By sequencing the genetic history of the tropical fruit, researchers found that pineapples might hold the secret to drought-resistant crops and could be an important step against global warming.
- Pineapples are the second most popular tropical fruit, growing in around 85 different countries
- They started being cultivated 6,000 years ago, in Brazil and Paraguay
- They use a type of photosynthesis called CAM, and have a circadian clock gene
- By engineering those traits in normal plants, common crops could survive in arid temperatures
The world’s crops are facing dire times ahead, due to climate change. The increasing temperatures are placing a strain on their growth, which makes it challenging to sustain the population. In the future, the situation could potentially become much grave if no measures will be taken.
This has prompted scientists from the University of Illinois to conduct their study on pineapples.
The tropical fruit are exceptionally popular, growing in around 85 different countries, with an industry that is worth almost $9 billion. Pineapples are the second most popular tropical fruit after bananas, and have a long history of multiple uses. Ranging from its consumption due to taste and flavor, they provide for ample functions in medications or other form of products.
They have been cultivated for the past 6,000 years, which presented them with a long evolutionary history. The key point of the study was centered around their highly efficient way of consuming water and adjusting their metabolism to arid temperatures. It’s a trait that it’s now urgently needed for more common crops, such as rice or wheat.

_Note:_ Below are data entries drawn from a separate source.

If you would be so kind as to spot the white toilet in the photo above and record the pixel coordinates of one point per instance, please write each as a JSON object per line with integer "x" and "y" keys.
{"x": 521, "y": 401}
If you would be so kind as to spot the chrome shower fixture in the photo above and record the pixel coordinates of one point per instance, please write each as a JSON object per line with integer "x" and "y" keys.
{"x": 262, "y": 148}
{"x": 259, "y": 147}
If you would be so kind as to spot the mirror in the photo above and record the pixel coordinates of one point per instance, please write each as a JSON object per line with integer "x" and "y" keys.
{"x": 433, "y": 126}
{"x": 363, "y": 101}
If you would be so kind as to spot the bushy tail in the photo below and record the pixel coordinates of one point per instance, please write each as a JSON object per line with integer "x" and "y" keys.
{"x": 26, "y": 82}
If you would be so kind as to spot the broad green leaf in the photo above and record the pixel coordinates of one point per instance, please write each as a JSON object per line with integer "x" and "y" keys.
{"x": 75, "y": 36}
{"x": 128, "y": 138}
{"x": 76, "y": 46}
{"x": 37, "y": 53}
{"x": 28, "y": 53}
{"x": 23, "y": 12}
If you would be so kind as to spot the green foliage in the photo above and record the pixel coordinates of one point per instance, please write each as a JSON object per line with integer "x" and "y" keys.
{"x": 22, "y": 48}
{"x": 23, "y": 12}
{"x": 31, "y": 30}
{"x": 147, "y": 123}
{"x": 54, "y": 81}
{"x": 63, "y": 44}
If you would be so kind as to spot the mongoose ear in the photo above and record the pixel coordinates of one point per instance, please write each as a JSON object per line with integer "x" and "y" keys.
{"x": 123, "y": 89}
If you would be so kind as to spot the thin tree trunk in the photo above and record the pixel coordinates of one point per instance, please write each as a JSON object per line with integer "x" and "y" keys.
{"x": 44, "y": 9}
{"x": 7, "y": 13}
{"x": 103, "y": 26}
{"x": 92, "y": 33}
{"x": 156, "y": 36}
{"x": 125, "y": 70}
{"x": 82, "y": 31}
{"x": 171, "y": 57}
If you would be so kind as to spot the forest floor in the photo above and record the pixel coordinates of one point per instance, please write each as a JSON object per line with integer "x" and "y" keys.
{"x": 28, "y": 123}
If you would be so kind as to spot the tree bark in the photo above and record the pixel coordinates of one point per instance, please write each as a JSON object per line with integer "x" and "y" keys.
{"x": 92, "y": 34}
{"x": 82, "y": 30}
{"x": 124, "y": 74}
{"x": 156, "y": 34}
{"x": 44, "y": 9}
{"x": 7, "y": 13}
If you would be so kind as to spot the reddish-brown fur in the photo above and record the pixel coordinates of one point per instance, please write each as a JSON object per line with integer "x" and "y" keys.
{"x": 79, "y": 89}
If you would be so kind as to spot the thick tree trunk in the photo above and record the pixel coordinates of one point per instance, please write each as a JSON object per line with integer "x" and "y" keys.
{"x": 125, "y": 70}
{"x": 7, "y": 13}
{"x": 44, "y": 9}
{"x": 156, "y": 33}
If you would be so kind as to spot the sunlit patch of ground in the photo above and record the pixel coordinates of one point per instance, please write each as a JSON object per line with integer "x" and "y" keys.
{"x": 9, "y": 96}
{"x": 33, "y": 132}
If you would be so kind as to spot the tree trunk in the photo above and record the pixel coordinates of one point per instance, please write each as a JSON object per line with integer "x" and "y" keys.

Pineapples use a form of photosynthesis that is called crassulacean acid metabolism (CAM). This special manner of absorbing light aids the tropical fruit in being much more efficient than most crop plants that use C3 type of photosynthesis.
In fact, plants with CAM can fully function with 20 to 80% less water than most common types. This enables them growing in arid lands that are naturally ill-suited for normal crops.
The secret within pineapple’s genes is due to this exceptional process, along with its own circadian clock. This allows the plant to differentiate between daytime and nighttime. It will make sure to adjust its metabolism accordingly. As such, pineapples close up the pores in their leaves during the day, and open them at night for better absorption.
It’s a highly successful process that allows their growth in areas with high temperatures. By sequencing its genetic code, and introducing CAM into C3 plants, researchers hope that it will instill better resistance into common crops. Engineering that particular type of photosynthesis in rice, for example, would aid their survival. Even more, they might thrive in arid regions.
Perhaps this excellent resilience of pineapples would help build drought-resistant crops, and in turn, secure food supplies for the future.